I am a furniture maker and have been milling my own wood for almost 15 years. Until recently I have only milled one claro walnut (jugalans hindsi) And I have known that I have a respitory allergy to the dust. 

The reason for this post is that I now have developed a skin sensitization which has rapidly and dramaticly incresed in severity. I have been milling part of an orchard of claro walnut that is the old style with the english grafted at the bolle and have been averaging one day of milling every week or two for several months. three weeks ago I developed a mild rash that went away after a couple of days. It was pretty hot and I thought that may have contributed to the rash.
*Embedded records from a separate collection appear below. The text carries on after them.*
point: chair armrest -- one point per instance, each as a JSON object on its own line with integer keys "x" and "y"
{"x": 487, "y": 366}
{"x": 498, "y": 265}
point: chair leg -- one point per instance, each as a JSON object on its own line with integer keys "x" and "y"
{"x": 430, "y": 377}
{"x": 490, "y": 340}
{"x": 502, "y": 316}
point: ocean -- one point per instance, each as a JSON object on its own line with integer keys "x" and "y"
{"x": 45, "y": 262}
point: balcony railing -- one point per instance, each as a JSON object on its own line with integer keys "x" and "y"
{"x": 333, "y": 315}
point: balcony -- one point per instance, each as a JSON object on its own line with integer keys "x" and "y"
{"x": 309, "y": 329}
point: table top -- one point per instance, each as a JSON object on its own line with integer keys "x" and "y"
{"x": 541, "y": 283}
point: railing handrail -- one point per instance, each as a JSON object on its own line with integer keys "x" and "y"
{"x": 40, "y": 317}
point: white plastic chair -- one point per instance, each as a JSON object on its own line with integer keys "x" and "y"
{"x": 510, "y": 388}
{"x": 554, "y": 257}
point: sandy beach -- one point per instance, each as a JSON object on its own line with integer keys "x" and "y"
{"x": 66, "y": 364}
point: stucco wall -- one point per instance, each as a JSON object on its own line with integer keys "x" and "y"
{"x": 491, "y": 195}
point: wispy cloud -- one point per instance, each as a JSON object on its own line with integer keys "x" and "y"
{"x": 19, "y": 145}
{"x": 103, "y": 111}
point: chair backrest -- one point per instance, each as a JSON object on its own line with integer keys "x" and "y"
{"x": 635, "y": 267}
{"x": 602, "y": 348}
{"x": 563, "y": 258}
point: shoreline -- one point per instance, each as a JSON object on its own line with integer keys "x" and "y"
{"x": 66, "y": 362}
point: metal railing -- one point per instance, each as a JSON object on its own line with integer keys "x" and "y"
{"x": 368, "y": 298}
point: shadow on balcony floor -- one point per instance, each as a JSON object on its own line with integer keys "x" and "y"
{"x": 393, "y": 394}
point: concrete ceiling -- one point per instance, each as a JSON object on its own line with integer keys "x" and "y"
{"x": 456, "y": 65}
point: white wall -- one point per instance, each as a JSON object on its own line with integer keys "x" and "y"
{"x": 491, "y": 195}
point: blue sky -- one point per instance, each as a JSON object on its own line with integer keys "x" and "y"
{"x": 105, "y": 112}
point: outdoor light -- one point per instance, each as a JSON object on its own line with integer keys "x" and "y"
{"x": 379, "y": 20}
The next time out it was more pronounced and after a few days the skin on my wrists flaked off. this last exposure was about half the time of the previous and the weather was much cooler. I now have what looks and feels like second and third degree chemical burns on the backs of my hands wrists and half way up my fore arms.

If anyone has any remedy that would prevent this type of reaction and allow me to mill more walnut I would love to hear it untill then I will be covered in aloe vera gel.


----------



## ddhlakebound (Sep 21, 2007)

I've never even heard of a claro walnut....but the many black walnuts trees we have here give me the same type of rash, though yours sounds much more severe. 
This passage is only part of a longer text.